A source close to Combs gave Variety Magazine details about the potential acquisition. The record executive business mogul is “exploring the opportunity to purchase BET as a part of his strategy to build a Black-owned global media powerhouse,” says the source.

Although Diddy has expressed interest in acquiring BET, he is not officially in talks with Paramount to purchase a majority stake, another source says. The source revealed that Paramount is not in talks with anyone at the moment.

Sean Comb’s Current Business Ventures

Combs is no stranger to owning a network. He is currently the owner of Revolt, a platform he launched in 2013. The network has grown into a multimedia company that produces linear and digital long-form series and multi-platform short-form programming. At the moment, Revolt reaches roughly 80 million people, with its digital reach exponentially greater.

The entrepreneur also has a relationship with Paramount Global, which is the parent company behind networks like MTV, CMT, and Comedy Central. Combs once produced shows for MTV.  His three iterations of Making the Band spanned between 2002 and 2009 and were major successes for the network.

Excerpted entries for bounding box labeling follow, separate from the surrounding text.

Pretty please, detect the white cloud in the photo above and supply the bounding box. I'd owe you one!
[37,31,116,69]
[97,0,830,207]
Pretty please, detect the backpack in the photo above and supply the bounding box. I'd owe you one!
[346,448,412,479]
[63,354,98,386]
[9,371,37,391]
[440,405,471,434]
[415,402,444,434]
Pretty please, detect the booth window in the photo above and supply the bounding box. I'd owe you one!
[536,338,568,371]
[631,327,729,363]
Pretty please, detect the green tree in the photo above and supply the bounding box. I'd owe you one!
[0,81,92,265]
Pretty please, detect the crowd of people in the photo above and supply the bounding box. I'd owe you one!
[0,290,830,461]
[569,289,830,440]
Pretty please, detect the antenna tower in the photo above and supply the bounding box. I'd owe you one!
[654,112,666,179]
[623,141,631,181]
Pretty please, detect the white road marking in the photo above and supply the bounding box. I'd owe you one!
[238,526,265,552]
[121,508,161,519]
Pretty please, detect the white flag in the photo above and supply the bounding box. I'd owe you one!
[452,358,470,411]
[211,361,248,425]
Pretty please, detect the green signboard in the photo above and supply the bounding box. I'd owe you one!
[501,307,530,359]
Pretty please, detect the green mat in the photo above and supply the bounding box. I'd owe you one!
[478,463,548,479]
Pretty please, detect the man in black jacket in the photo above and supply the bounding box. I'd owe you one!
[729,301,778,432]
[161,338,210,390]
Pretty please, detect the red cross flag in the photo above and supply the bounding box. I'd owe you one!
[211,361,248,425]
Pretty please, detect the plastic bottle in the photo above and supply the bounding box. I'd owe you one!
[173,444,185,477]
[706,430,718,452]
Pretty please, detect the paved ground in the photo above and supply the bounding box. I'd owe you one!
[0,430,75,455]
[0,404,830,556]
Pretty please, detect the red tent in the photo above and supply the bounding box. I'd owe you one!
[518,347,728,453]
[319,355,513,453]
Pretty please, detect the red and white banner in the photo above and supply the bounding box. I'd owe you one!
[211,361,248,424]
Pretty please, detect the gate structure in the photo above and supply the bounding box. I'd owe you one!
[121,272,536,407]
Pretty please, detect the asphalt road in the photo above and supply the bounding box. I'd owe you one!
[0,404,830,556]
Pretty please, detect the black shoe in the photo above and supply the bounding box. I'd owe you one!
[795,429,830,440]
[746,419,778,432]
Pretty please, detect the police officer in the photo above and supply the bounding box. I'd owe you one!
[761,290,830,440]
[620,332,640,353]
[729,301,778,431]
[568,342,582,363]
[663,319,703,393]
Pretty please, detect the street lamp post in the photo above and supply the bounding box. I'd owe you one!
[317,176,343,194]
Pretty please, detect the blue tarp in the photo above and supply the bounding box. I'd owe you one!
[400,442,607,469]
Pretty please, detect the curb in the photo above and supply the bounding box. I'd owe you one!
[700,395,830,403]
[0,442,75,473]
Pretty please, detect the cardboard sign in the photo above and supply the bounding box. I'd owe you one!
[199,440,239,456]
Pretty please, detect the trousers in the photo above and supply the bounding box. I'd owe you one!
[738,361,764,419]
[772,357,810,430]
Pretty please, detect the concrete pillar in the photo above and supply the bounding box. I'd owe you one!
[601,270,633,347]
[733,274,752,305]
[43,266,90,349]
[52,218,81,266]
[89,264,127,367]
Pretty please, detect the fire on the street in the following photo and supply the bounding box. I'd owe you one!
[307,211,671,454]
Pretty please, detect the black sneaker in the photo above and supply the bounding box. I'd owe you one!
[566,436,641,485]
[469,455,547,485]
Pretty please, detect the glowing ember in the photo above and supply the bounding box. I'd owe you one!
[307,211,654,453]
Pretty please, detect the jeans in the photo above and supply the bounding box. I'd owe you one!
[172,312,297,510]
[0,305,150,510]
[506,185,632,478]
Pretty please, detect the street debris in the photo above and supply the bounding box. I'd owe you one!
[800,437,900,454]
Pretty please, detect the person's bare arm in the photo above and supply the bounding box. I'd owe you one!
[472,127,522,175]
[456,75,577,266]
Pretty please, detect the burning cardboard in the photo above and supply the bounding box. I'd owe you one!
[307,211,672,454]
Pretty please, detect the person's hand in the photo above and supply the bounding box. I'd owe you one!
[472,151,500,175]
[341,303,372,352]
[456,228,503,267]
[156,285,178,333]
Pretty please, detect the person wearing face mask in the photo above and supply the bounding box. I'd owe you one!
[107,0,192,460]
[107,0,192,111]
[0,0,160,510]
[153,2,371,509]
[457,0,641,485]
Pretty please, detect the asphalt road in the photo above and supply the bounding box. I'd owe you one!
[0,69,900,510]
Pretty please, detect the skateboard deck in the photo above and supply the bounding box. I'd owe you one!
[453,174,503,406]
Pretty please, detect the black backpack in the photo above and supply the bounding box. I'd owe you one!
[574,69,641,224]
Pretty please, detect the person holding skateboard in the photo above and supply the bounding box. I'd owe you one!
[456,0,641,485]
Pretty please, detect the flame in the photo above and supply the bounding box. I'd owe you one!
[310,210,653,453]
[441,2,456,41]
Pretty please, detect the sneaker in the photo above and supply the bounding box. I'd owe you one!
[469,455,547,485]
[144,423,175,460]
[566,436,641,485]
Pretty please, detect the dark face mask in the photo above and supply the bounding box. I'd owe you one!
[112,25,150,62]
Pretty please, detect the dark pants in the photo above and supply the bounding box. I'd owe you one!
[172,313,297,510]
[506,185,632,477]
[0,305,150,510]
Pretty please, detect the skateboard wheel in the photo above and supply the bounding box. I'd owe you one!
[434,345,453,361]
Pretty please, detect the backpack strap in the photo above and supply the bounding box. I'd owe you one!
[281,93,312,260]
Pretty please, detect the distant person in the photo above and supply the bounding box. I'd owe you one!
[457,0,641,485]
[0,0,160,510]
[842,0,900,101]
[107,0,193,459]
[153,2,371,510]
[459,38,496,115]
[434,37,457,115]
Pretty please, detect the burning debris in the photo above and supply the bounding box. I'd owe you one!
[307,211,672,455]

Comb’s acquisition of the network is important to him because he wants BET to return to being a Black-owned brand. He says is “better for the business, for the culture and for building wealth in the Black community,” according to the source.

Selling a majority stake in BET Group would allow Paramount Global to get added capital. The extra funding will be spent on programming for Paramount+ and Pluto TV. The company has also attempted to sell publisher Simon & Shuster. The $2.2 billion deal to sell to Penguin Random House fell through on regulatory concerns.